AlphaFold calculations are run using Google Colab. A warning will appear saying that this Colab notebook is from github (was not authored by Google), with a button to click to run anyway. Users will need to have a Google account and to sign into it via a browser. Once that is done, the sign-in may be remembered depending on the user's browser settings; it is not kept in the ChimeraX preferences.

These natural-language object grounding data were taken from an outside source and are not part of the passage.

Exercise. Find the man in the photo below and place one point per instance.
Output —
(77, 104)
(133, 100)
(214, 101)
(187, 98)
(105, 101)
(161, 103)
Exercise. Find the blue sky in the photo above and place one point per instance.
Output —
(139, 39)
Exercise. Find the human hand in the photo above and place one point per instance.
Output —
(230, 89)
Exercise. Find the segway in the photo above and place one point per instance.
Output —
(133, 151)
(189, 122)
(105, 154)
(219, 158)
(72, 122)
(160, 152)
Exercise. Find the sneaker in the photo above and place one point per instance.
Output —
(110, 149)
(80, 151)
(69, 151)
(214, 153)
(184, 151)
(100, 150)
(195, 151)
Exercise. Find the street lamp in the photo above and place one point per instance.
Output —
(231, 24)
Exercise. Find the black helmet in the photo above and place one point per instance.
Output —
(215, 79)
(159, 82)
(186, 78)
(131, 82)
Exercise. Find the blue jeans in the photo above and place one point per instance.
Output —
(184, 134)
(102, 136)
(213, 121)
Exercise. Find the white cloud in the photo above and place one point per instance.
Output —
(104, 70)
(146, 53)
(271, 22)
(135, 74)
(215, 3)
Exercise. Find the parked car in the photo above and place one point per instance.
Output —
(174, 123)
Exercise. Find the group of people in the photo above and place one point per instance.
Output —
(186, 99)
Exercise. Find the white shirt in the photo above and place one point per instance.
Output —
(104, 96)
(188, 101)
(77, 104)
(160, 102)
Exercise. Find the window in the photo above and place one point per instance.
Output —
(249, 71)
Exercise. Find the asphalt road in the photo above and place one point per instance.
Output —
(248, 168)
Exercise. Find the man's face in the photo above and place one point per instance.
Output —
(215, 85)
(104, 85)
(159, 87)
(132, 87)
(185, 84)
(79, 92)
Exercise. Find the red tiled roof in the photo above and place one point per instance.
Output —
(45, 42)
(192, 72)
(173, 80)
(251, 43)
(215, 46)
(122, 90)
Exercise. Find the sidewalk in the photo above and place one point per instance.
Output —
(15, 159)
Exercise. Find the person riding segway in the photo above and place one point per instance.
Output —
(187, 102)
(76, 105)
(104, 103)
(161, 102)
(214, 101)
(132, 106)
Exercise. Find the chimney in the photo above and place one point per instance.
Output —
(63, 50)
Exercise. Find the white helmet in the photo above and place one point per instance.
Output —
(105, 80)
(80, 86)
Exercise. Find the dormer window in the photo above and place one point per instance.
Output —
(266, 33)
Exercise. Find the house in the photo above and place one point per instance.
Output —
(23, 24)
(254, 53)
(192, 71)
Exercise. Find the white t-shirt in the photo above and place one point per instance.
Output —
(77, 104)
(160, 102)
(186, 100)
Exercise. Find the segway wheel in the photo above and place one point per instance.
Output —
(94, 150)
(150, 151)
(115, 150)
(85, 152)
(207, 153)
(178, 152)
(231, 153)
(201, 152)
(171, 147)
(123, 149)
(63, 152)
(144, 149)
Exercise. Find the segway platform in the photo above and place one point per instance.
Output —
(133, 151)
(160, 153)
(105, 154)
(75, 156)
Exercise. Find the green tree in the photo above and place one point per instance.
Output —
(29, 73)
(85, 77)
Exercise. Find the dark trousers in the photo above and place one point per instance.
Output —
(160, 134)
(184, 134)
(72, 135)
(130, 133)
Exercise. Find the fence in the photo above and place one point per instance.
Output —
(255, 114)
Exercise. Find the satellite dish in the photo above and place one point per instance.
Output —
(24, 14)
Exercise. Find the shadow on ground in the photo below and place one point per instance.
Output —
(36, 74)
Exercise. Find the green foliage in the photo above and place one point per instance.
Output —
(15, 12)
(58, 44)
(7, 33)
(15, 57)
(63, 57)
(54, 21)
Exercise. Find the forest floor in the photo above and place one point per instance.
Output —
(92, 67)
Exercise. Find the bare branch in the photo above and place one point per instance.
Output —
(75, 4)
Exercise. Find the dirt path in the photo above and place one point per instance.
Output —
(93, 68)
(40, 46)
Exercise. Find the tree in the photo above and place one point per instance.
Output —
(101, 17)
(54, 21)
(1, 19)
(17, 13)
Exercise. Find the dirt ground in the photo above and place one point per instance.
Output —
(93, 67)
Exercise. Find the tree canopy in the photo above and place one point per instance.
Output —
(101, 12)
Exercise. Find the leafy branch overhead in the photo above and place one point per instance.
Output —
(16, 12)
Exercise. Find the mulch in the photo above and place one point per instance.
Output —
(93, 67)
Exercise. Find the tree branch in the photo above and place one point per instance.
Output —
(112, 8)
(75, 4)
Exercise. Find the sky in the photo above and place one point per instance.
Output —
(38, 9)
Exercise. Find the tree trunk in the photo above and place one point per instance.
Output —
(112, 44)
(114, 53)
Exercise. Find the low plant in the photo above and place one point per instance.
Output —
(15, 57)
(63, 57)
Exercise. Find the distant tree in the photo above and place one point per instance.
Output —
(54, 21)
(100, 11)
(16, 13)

A single prediction run generally takes on the order of an hour or more. The process includes installing various software packages on a virtual machine, searching sequence databases, generating a multiple sequence alignment, predicting atomic coordinates, and energy-minimizing the best structure. Predicting a multimer (complex) structure may take longer than predicting the structure of a monomer with the same total number of residues. The free version of Colab limits jobs to 12 hours and may terminate them at shorter times at Google's discretion (see the FAQ). Those who want to run longer and/or more frequent calculations may wish to sign up for one of the paid Colab plans.
The model will be opened automatically and colored by confidence value. The model for a sequence that was specified by structure chain will be superimposed on that chain and assigned structure-comparison attributes for further analysis (details...).